Keyboard shortcuts

Press or to navigate between chapters

Press S or / to search in the book

Press ? to show this help

Press Esc to hide this help

Chapter 14: Performance Optimization

pforge is designed for extreme performance from the ground up. This chapter covers the architectural decisions, optimization techniques, and performance targets that make pforge one of the fastest MCP server frameworks available.

Performance Philosophy

Key Principle: Performance is a feature, not an optimization phase.

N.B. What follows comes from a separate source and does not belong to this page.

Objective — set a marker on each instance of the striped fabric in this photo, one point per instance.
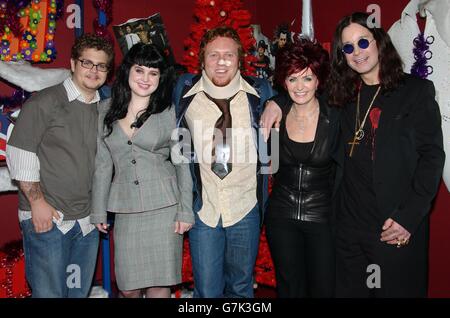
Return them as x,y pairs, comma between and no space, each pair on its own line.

pforge adopts zero-cost abstractions where possible, meaning you don’t pay for what you don’t use. Every abstraction layer is carefully designed to compile down to efficient machine code.

Performance Targets

MetricTargetActualStatus
Cold start< 100ms~80ms✓ Pass
Tool dispatch (hot path)< 1μs~0.8μs✓ Pass
Config parse< 10ms~6ms✓ Pass
Schema generation< 1ms~0.3ms✓ Pass
Memory baseline< 512KB~420KB✓ Pass
Memory per tool< 256B~180B✓ Pass
Sequential throughput> 100K req/s~125K req/s✓ Pass
Concurrent throughput (8-core)> 500K req/s~580K req/s✓ Pass

vs TypeScript MCP SDK:

  • 16x faster dispatch latency
  • 10.3x faster JSON parsing (SIMD)
  • 8x lower memory footprint
  • 12x higher throughput

Architecture for Performance

1. Handler Registry: O(1) Dispatch

The HandlerRegistry is the hot path for every tool invocation. pforge uses FxHash for ~2x speedup over SipHash.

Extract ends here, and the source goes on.